Tiap-tiap fraksi, menurut Supratman, juga tidak bisa cepat dalam menyusun DIM. Sebab, materi muatan pasal RUU itu berat dan banyak. Pada Rabu, Panitia Kerja RUU Cipta Kerja juga kembali mengadakan rapat pembahasan DIM dengan fraksi-fraksi. Kluster yang dibahas dalam rapat adalah kluster usaha mikro, kecil, dan menengah (UMKM) dan koperasi.
”Untuk menyusun DIM kluster UMKM dan koperasi ini saja, dibutuhkan waktu dua minggu sejak pembahasan awal. Jadi, tidak ada jaminan selesai pada masa sidang berikutnya karena untuk membahas kluster itu harus didahului dengan RDPU. Setiap kluster yang dibahas berarti sudah diawali dengan RDPU. Pola itu telah disepakati oleh Baleg,” katanya.
Bukan sistem kebut
Supratman menampik anggapan DPR ingin ”mengebut” pembahasan RUU Cipta Kerja. ”Kalau sistem kebut, tidak begini caranya. Kalau sistem kebut itu, cukup sekali atau dua kali RDPU. Kalau ini, kan, setiap kali pembahasan. Nanti ketika bahas kluster baru, kami akan mengadakan RDPU lagi. Kalau mau membahas RUU Cipta Kerja dengan RDPU hanya sekali, itu agak repot karena bidangnya beda-beda,” ujarnya.

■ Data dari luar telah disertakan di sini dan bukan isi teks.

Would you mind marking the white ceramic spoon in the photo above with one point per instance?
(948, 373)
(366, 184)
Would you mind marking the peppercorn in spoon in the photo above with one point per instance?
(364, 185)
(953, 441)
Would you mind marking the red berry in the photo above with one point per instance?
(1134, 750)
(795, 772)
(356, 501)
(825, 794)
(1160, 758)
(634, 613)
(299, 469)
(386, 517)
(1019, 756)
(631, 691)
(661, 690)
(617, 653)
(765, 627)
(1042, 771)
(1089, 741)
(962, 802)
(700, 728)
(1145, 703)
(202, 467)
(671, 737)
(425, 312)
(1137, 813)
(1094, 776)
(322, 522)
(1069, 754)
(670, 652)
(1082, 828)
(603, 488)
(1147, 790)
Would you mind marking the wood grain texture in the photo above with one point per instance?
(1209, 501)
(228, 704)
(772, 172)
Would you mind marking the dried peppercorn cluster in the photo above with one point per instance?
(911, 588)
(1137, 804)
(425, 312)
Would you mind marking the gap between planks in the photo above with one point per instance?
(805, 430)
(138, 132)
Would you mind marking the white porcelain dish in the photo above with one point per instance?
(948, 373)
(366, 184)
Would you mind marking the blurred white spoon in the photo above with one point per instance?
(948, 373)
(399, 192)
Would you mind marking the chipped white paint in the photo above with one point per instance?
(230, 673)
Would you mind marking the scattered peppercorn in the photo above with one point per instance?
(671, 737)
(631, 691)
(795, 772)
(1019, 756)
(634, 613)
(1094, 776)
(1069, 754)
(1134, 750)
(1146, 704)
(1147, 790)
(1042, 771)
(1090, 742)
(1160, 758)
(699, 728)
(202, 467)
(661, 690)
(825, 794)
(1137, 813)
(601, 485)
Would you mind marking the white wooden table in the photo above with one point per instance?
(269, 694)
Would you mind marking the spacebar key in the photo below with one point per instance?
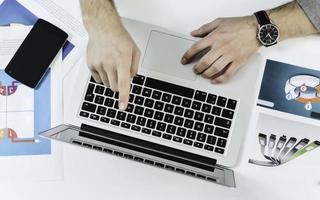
(169, 87)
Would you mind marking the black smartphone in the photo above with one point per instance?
(34, 56)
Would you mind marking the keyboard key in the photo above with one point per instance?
(168, 118)
(121, 115)
(191, 134)
(171, 129)
(104, 119)
(149, 103)
(227, 113)
(168, 108)
(99, 99)
(95, 117)
(99, 89)
(181, 132)
(139, 100)
(188, 142)
(158, 105)
(130, 108)
(208, 147)
(88, 107)
(177, 139)
(208, 119)
(156, 133)
(115, 122)
(111, 113)
(208, 129)
(138, 79)
(125, 125)
(109, 102)
(109, 92)
(141, 121)
(188, 123)
(158, 115)
(178, 110)
(169, 87)
(136, 89)
(231, 104)
(211, 99)
(89, 97)
(198, 126)
(148, 113)
(167, 136)
(198, 116)
(211, 139)
(198, 144)
(135, 128)
(216, 110)
(166, 97)
(222, 101)
(101, 110)
(221, 132)
(219, 150)
(178, 121)
(176, 100)
(131, 118)
(200, 96)
(151, 123)
(161, 126)
(146, 92)
(84, 114)
(196, 105)
(221, 142)
(146, 131)
(206, 108)
(156, 94)
(186, 103)
(138, 110)
(222, 122)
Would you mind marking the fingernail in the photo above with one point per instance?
(183, 60)
(122, 106)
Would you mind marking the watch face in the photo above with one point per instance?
(268, 34)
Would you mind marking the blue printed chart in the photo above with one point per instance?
(24, 112)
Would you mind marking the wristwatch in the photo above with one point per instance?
(268, 33)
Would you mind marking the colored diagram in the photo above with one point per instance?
(304, 89)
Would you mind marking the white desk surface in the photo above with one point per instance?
(92, 175)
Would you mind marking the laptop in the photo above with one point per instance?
(175, 120)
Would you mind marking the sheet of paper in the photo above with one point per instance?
(24, 113)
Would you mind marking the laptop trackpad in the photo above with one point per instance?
(164, 52)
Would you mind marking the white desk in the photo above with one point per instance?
(92, 175)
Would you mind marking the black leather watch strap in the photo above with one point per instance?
(262, 17)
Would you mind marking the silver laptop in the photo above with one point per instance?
(175, 120)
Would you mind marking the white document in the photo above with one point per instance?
(17, 113)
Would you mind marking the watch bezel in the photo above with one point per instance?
(264, 43)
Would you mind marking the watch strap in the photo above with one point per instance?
(262, 17)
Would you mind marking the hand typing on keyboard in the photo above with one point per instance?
(112, 55)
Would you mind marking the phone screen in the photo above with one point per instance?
(36, 53)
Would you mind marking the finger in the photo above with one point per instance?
(95, 75)
(124, 85)
(135, 62)
(206, 29)
(195, 49)
(216, 67)
(232, 69)
(206, 61)
(112, 77)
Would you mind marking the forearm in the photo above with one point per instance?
(291, 20)
(99, 14)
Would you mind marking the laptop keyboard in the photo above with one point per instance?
(166, 111)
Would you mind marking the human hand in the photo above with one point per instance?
(113, 58)
(230, 43)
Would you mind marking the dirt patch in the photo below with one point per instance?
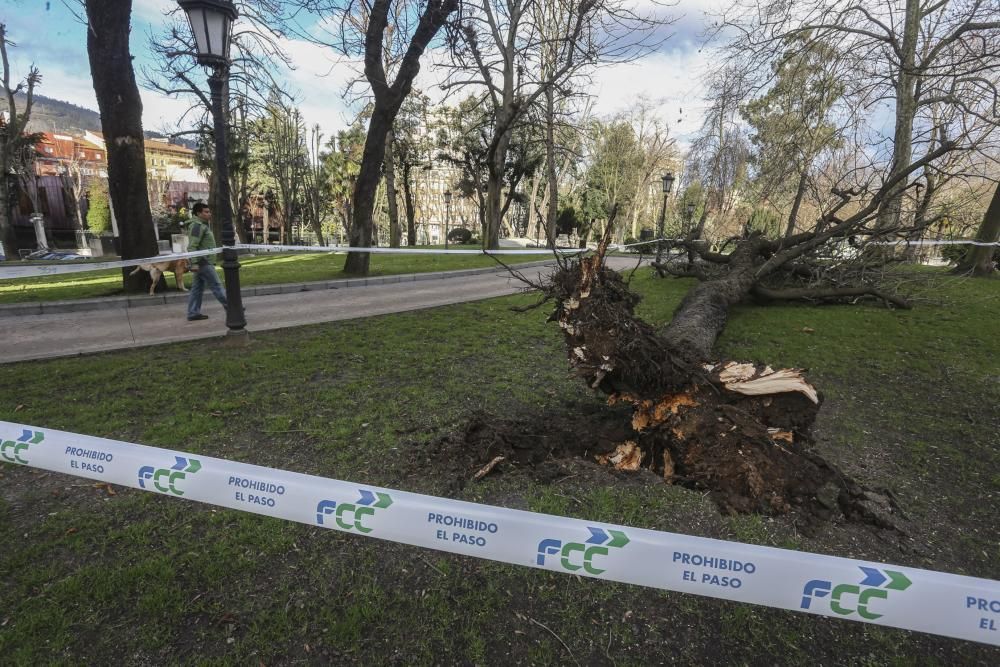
(741, 467)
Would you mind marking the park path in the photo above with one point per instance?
(29, 337)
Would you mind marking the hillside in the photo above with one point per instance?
(49, 115)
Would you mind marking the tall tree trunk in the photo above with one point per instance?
(121, 121)
(494, 192)
(411, 213)
(793, 216)
(906, 109)
(8, 240)
(365, 190)
(550, 161)
(388, 99)
(979, 259)
(737, 430)
(390, 192)
(532, 211)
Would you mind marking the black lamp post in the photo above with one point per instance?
(212, 24)
(668, 184)
(447, 216)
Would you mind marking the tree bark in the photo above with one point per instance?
(8, 240)
(794, 214)
(395, 233)
(736, 431)
(906, 109)
(411, 214)
(388, 99)
(14, 141)
(978, 260)
(121, 121)
(550, 162)
(494, 192)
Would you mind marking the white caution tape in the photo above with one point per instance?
(888, 595)
(943, 242)
(406, 250)
(60, 267)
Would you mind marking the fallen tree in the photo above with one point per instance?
(740, 431)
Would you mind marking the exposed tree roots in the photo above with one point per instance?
(739, 431)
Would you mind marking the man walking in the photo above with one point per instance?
(202, 238)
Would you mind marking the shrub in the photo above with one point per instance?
(459, 235)
(99, 209)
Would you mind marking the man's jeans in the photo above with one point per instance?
(206, 275)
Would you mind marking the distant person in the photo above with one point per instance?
(200, 237)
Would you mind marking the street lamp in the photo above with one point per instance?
(447, 216)
(212, 24)
(668, 184)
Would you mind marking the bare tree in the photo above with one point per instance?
(316, 185)
(518, 55)
(979, 260)
(916, 55)
(283, 157)
(108, 27)
(13, 140)
(720, 152)
(391, 37)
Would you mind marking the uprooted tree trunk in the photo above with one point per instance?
(740, 431)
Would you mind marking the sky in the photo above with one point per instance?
(47, 33)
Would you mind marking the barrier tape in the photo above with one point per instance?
(32, 270)
(888, 595)
(943, 242)
(406, 250)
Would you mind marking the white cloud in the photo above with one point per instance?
(152, 10)
(673, 79)
(318, 83)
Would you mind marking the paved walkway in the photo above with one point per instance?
(60, 334)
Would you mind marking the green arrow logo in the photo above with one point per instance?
(619, 539)
(899, 582)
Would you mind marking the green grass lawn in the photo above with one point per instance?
(136, 578)
(269, 269)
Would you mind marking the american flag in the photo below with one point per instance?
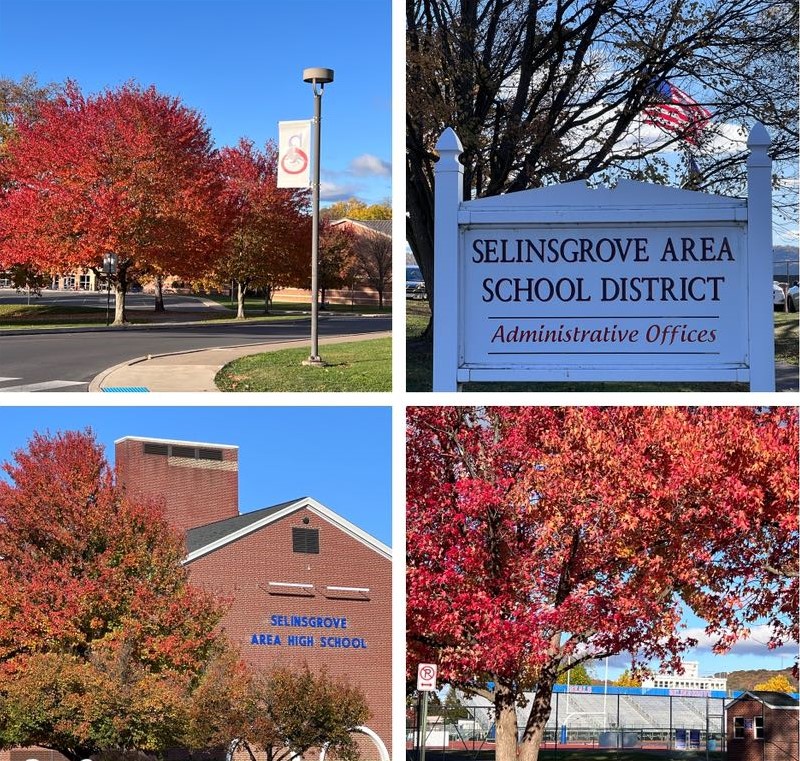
(675, 111)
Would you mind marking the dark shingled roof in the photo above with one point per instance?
(772, 699)
(203, 535)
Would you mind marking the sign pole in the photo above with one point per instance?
(759, 247)
(318, 79)
(423, 724)
(449, 192)
(426, 682)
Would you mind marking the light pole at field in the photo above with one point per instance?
(318, 78)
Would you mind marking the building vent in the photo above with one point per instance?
(305, 540)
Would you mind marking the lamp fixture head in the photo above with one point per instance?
(318, 76)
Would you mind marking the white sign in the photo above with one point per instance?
(426, 677)
(638, 282)
(294, 166)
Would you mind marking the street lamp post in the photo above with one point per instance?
(318, 78)
(110, 268)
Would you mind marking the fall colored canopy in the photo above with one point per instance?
(102, 638)
(268, 237)
(128, 171)
(542, 537)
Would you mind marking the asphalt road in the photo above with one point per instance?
(69, 361)
(98, 300)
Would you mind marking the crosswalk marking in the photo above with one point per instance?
(43, 386)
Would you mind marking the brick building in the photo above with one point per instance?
(304, 583)
(762, 726)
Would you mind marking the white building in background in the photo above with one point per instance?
(690, 679)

Wakil Ketua Baleg DPR dari Fraksi Nasdem Willy Aditya menegaskan, rapat di tengah masa reses tidak bertentangan dengan tata tertib DPR. Tata tertib DPR telah memberikan ruang bagi DPR untuk mengadakan rapat di masa reses. Rapat di tengah reses itu pun telah mendapatkan izin dari pimpinan DPR.
Pengajar hukum tata negara Universitas Negeri Jember, Bayu Dwi Anggono, mengatakan, tidak ada urgensi bagi DPR untuk membahas RUU Cipta Kerja di saat reses. Dibandingkan dengan kebutuhan penanganan Covid-19 oleh pemerintah yang menjadi sorotan publik, pembahasan RUU Cipta Kerja tidak terlalu mendesak dilakukan. Bahkan, justru fungsi pengawasan DPR dalam penanganan Covid-19 yang lebih mendesak dilakukan.
”Hal ini juga akan menimbulkan kesan bahwa pembahasan RUU Cipta Kerja dibuat seperti kejar setoran karena tekanan pihak-pihak tertentu dibandingkan dengan memastikan substansinya sesuai aspirasi publik. Dan, jangan salahkan hal ini semakin memperkuat dugaan publik bahwa ada udang di balik batu dalam pembahasan RUU ini yang berbeda dengan arus besar keinginan publik,” tuturnya.